This article introduces how to setup an offline Wikipedia which supports keywords search.

Before you start, you should read the great tutorial provided by Thanassis Tsiodras:

http://users.softlab.ntua.gr/~ttsiod/buildWikipediaOffline.html

Read it carefully to make sure you know what’s going on. Then read this supplement:

http://jsomers.net/blog/offline-wikipedia

Now let’s move on!

  1. Download official .xml.bz2 dumps:

    The address is:

    http://dumps.wikimedia.org/enwiki/latest/

    According to the official notice, downloading enwiki-latest-pages-articles.xml.bz2 alone should suffice. But I’ve made up a list named enwikidl.txt:

    http://dumps.wikimedia.org/enwiki/latest/enwiki-latest-abstract.xml
    http://dumps.wikimedia.org/enwiki/latest/enwiki-latest-all-titles-in-ns0.gz
    http://dumps.wikimedia.org/enwiki/latest/enwiki-latest-category.sql.gz
    http://dumps.wikimedia.org/enwiki/latest/enwiki-latest-categorylinks.sql.gz
    http://dumps.wikimedia.org/enwiki/latest/enwiki-latest-externallinks.sql.gz
    http://dumps.wikimedia.org/enwiki/latest/enwiki-latest-flaggedpages.sql.gz
    http://dumps.wikimedia.org/enwiki/latest/enwiki-latest-flaggedrevs.sql.gz
    http://dumps.wikimedia.org/enwiki/latest/enwiki-latest-image.sql.gz
    http://dumps.wikimedia.org/enwiki/latest/enwiki-latest-imagelinks.sql.gz
    http://dumps.wikimedia.org/enwiki/latest/enwiki-latest-interwiki.sql.gz
    http://dumps.wikimedia.org/enwiki/latest/enwiki-latest-iwlinks.sql.gz
    http://dumps.wikimedia.org/enwiki/latest/enwiki-latest-langlinks.sql.gz
    http://dumps.wikimedia.org/enwiki/latest/enwiki-latest-md5sums.txt
    http://dumps.wikimedia.org/enwiki/latest/enwiki-latest-oldimage.sql.gz
    http://dumps.wikimedia.org/enwiki/latest/enwiki-latest-page.sql.gz
    http://dumps.wikimedia.org/enwiki/latest/enwiki-latest-page_props.sql.gz
    http://dumps.wikimedia.org/enwiki/latest/enwiki-latest-page_restrictions.sql.gz
    http://dumps.wikimedia.org/enwiki/latest/enwiki-latest-pagelinks.sql.gz
    http://dumps.wikimedia.org/enwiki/latest/enwiki-latest-pages-articles.xml.bz2
    http://dumps.wikimedia.org/enwiki/latest/enwiki-latest-pages-logging.xml.gz
    http://dumps.wikimedia.org/enwiki/latest/enwiki-latest-protected_titles.sql.gz
    http://dumps.wikimedia.org/enwiki/latest/enwiki-latest-redirect.sql.gz
    http://dumps.wikimedia.org/enwiki/latest/enwiki-latest-site_stats.sql.gz
    http://dumps.wikimedia.org/enwiki/latest/enwiki-latest-stub-articles.xml.gz
    http://dumps.wikimedia.org/enwiki/latest/enwiki-latest-templatelinks.sql.gz
    http://dumps.wikimedia.org/enwiki/latest/enwiki-latest-user_groups.sql.gz
    

    which can be used with wget as follows, in case you need other files:

        wget -c -i enwikidl.txt
    

    Note. Some very large files are not included in the list.

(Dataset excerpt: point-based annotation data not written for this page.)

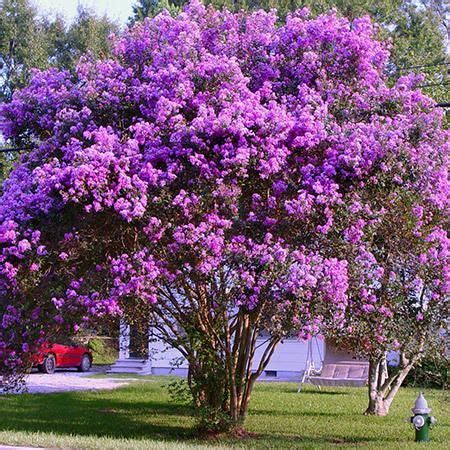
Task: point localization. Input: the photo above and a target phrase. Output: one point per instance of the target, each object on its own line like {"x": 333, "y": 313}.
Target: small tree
{"x": 396, "y": 235}
{"x": 196, "y": 180}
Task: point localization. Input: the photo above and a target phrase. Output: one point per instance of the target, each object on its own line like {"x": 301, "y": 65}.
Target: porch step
{"x": 131, "y": 365}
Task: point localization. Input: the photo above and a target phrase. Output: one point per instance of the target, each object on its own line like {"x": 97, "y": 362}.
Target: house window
{"x": 270, "y": 373}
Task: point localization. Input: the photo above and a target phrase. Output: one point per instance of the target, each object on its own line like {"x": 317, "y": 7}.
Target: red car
{"x": 52, "y": 356}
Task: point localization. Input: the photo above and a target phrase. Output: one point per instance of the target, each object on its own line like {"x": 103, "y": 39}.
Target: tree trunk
{"x": 383, "y": 386}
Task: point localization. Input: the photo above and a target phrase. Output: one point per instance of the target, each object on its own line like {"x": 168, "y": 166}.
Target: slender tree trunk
{"x": 383, "y": 387}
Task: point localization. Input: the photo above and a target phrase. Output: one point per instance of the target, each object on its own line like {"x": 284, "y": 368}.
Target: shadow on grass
{"x": 96, "y": 414}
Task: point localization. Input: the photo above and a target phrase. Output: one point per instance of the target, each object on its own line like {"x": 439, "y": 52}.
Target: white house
{"x": 288, "y": 361}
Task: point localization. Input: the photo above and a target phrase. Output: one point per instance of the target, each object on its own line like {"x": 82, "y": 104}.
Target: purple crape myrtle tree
{"x": 202, "y": 176}
{"x": 395, "y": 233}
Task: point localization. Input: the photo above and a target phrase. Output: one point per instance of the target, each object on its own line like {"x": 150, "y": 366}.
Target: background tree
{"x": 199, "y": 179}
{"x": 29, "y": 41}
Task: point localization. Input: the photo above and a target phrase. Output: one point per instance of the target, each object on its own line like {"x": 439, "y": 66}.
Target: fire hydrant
{"x": 422, "y": 421}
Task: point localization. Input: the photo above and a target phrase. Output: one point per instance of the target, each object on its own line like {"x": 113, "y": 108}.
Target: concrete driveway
{"x": 63, "y": 381}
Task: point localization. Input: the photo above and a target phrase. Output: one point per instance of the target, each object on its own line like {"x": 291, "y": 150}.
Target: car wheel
{"x": 85, "y": 364}
{"x": 49, "y": 364}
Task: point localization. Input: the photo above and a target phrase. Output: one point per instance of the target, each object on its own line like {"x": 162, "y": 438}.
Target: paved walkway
{"x": 38, "y": 383}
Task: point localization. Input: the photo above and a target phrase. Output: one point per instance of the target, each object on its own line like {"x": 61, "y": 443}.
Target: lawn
{"x": 142, "y": 416}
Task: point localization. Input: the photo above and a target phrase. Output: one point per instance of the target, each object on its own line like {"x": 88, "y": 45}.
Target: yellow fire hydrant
{"x": 422, "y": 421}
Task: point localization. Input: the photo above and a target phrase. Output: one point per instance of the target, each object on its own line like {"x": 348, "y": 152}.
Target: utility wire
{"x": 424, "y": 66}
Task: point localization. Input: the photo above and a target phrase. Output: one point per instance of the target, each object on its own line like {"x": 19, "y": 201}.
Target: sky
{"x": 118, "y": 10}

    Don’t decompress it! We won’t need the decompressed file!

  2. Install Xapian and Django. If you use Arch Linux, type

    pacman -S xapian-core django
    

    The case in other distros should be similar. You can also compile it from source.

  3. Download this package:

    http://users.softlab.ntua.gr/~ttsiod/offline.wikipedia.tar.bz2

    Decompress it and enter the decompressed folder. The svn server in the Makefile doesn’t work. So we need to manually download the needed file from:

    http://users.softlab.ntua.gr/~ttsiod/mediawiki_sa.tar.7z

    Put it in the folder offline.wikipedia, then decompress it. So you should have folder structure offline.wikipedia/mediawiki_sa/.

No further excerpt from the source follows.